Grief 2: de primaire vorderingen I en II

3.7

Grief 2 betreft de primaire vorderingen I en II van

[appellant]
. Het hof oordeelt het voor kort geding vereiste spoedeisend belang bij deze vorderingen (nog steeds) actueel aanwezig. Dat belang volgt al uit de aard van deze verlangde voorzieningen. Bovendien mag
[appellant]
altijd bescherming inroepen tegen een inbreuk op zijn (grond)recht van vrije arbeidskeuze, temeer nog waar
[appellant]
aangeeft dat in de werkomgeving bij VSR voor hem inmiddels een onhoudbare en ziekmakende situatie is ontstaan en hij bij een vertrek met handhaving van het concurrentiebeding een problematische inkomensachteruitgang vreest.

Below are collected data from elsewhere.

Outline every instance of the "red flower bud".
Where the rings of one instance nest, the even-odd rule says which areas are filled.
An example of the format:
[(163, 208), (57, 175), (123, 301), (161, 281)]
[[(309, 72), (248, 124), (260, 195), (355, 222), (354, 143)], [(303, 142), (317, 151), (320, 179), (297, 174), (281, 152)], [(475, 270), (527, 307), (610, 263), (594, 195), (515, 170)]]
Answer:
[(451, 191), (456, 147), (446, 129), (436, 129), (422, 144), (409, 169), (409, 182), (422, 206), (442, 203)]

Of dit alles terecht is en (of en) in hoeverre deze vorderingen van

[appellant]
ook toewijsbaar zullen blijken, betreffen andere kwesties die het hof hierna zal onderzoeken.

3.8

[appellant]
legt aan deze vorderingen I en II in de kern het volgende ten grondslag. In verhouding tot het te beschermen belang van VSR benadeelt het concurrentiebeding
[appellant]
onbillijk. VSR stelt
[appellant]
al jaren de door hem geambieerde leidinggevende monteursfunctie in het vooruitzicht, maar zij biedt deze niet aan en
[appellant]
heeft bij VSR nog slechts een uitvoerende rol.
[appellant]
heeft bij VSR geen commerciële contacten en P-Line is een veel grotere speler die in ontwikkeling en qua techniek, kwaliteit en professionaliteit zelfs op VSR voorloopt, zodat zijn beoogde overstap de concurrentiepositie van VSR niet aantast. Het concurrentiebeding belemmert
[appellant]
om een carrièrestap te maken door als teamleider bij P-Line in dienst te treden tegen een hoger basisloon van

€ 3.300,-- bruto per maand. Verder heeft VSR niet geïnvesteerd in een specifieke opleiding van

[appellant]
en zijn bij VSR opgedane kennis en ervaring is niet uniek. Belangen van VSR die eventueel bescherming behoeven, worden bovendien al beschermd door het geheimhoudingsbeding (artikel 17.1) dat hij in acht zal nemen, aldus
[appellant]
.

3.9

VSR werpt in hoofdlijn het volgende tegen. P-Line en VSR zijn gelijkwaardige spelers in dezelfde competitieve Nederlandse markt. Beide bedrijven beheersen de linertechniek en de spraytechniek, maar door gemaakte technische keuzes heeft VSR meer ervaring met de linertechniek en P-Line met de spraytechniek. VSR heeft groot belang bij handhaving van het concurrentiebeding om haar (specialistische detail)kennis over de linertechniek te beschermen, op dat gebied haar kennisvoorsprong op P-Line te behouden en in zoverre een ongerechtvaardigde sprong van concurrent P-Line te willen voorkomen. Voor beide bedrijven is niet alleen de kwaliteit van het te gebruiken materiaal, maar vooral de technische kennis van de monteurs (over het materiaal en de concrete toepassing ervan) belangrijk, hetgeen pas wordt geleerd in het werkveld. De bij aanvang onervaren

[appellant]
heeft bij VSR alles geleerd en opgedaan, waardoor
[appellant]
nu de kennis en vaardigheden bezit die een (aankomend) leidinggevend monteur moet hebben. Het geheimhoudingsbeding verhindert niet dat
[appellant]
na indiensttreding bij P-Line zijn bijzondere kennis en expertise zal gaan toepassen, terwijl VSR bovendien niet zal kunnen controleren in hoeverre
[appellant]
zich aan dat geheimhoudingsbeding zal houden. Een arbeidsgeschikte
[appellant]
kan als ervaren vakman bij tal van andere bedrijven aan de slag, ook buiten de rioolbranche, aldus VSR

3.10

Met grief 2 keert

[appellant]
zich tegen het kantonrechtersoordeel: “4.4 (…)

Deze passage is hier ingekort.